Where we’re going and where I see the industry going is zero trust. The data in the cloud is what’s valuable, and with zero trust, access to that data is not guaranteed at any time. Many pieces of information have to come together for you to gain access to that data and process it. And that information could be who you are, where you are, what kind of device you’re on or what network you’re on.

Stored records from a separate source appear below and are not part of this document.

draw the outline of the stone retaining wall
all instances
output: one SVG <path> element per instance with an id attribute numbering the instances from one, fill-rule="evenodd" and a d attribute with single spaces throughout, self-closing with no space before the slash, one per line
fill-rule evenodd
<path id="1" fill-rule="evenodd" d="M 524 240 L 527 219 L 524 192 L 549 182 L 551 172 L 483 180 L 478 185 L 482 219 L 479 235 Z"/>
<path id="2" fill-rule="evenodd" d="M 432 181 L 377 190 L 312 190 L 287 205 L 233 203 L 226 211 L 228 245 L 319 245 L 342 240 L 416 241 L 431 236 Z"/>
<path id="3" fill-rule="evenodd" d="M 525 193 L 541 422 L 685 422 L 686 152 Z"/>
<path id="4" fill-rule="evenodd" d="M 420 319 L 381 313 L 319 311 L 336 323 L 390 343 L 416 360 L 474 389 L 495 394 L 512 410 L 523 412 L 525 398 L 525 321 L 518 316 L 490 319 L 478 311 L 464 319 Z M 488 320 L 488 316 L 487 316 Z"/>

As part of the zero trust model within DOD, we’re looking at everything possible to create that authentication signature. Mobile devices are becoming not just
a nice-to-have capability for leadership. They’re basically becoming a core way
of doing business for the warfighter, and everything a mobile device goes through can help generate an authentication decision toward your ability to access, process and manage data in the cloud.
The role of weather data
in mission success
When we talk about DOD, everybody thinks about the warfighting mission — the soldier on the field, the sailor on the ship or the airman in the plane. But in reality, the department has a lot of structure behind it in order to make that mission happen, and
it used to be that something like the weather was not even listed as a critical system. Well, you can’t fight a war if you don’t know what the weather’s going to be.

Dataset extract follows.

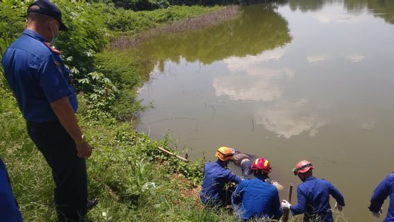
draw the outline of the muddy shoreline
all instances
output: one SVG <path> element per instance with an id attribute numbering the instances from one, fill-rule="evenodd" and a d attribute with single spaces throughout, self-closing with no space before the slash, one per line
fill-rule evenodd
<path id="1" fill-rule="evenodd" d="M 110 43 L 110 49 L 122 49 L 135 46 L 151 38 L 166 33 L 175 33 L 197 30 L 216 24 L 237 18 L 241 12 L 240 6 L 224 6 L 221 10 L 209 12 L 200 16 L 175 22 L 168 25 L 154 28 L 137 35 L 136 37 L 118 36 Z"/>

The Air Force’s weather organization processes and distributes more data in a day than the entire Department of Defense did in a year 10 years ago. And anybody who’s a history buff knows the weather people actually decided when D-Day was going to occur, not the senior leadership. D-Day was supposed to occur two days before it actually did, but the weather team said, “It’s going to be horrible. It’s going
to be a disaster.” And they convinced leadership to push D-Day back to a point where the weather would be in the right place for the mission to be successful.
Now the weather system processes petabytes and petabytes of information every day from a myriad of commercial and DOD providers that feed information into that system, process it and then distribute the information to their mission partners so they can make tactical decisions about the warfighting mission.

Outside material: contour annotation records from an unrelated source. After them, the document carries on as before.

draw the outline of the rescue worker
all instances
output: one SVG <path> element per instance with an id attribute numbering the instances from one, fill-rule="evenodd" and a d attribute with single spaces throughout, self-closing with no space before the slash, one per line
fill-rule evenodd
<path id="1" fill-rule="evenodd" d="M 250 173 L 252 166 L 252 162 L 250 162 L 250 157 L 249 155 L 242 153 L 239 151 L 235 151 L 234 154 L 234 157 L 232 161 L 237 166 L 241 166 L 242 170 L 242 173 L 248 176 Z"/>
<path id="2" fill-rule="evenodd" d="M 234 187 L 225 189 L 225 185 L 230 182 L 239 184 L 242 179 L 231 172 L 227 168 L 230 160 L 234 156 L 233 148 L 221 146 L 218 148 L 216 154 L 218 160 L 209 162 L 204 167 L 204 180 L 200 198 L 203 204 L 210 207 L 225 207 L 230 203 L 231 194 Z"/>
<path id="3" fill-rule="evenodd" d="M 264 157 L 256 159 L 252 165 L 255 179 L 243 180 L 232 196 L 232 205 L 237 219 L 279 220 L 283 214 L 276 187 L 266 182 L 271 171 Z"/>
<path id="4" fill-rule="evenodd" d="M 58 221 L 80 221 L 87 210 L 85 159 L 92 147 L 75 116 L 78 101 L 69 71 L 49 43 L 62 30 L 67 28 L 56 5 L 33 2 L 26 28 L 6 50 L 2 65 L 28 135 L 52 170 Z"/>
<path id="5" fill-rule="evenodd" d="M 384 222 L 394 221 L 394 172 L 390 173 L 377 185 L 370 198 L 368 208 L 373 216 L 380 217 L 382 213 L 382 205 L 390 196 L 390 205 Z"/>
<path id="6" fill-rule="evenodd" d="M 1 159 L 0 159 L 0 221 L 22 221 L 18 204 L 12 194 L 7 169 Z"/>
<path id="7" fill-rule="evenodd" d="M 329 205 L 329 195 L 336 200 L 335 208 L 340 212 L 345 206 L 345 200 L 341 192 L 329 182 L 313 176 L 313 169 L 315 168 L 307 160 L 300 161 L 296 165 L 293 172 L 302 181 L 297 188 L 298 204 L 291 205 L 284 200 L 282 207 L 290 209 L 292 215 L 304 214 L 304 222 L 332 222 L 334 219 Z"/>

And that’s all done in the cloud because of the need for compute and storage at a scale that’s growing astronomically.
But security has been baked in from
the very beginning. And so how particular users of the system gain access, how they process that information and how they ultimately distribute that information toward the decision-making process have all been driven by access-based control capabilities.
The platform of choice
for new capabilities
My point is that the missions are pushing toward a zero trust model, and we’re really hoping that commercial products catch up and lead us in that direction so that we
can continue to push cloud capabilities
to enable warfighters to complete their mission. Cloud is not the right fit for every capability, but as we modernize all our warfighting capabilities, ultimately the cloud will become the first platform of choice for every new capability.
Right now we run a couple of thousand applications in a commercial cloud environment, and in a given week, we block about 190,000 benign probes into our capabilities. Those are script kiddies, college kids who are just poking around to see what they can find. Out of that
190,000, there are about 10,000 that we list as serious attacks, where somebody is actually trying to do something malicious in the system. And then out of those
10,000, about 250 attacks a week can be directly attributed to nation-state actors.
And that’s only with the portion of the workload that DOD has moved to the cloud, which is not the largest portion.
We’re using defense-in-depth capabilities the way we would in a traditional data center. For the most
part, we have looked at the cloud as just another data center, and we’ve treated the applications and capabilities that go in there as if they’re just going into another data center. That’s wrong, but that’s the way we’ve done it to date because that’s the mindset and the tool set we have available to us.
We need to move to a model where security is baked in from the very beginning and it’s ubiquitous throughout the entire system — and away from this model where once you’re inside, you’re inside.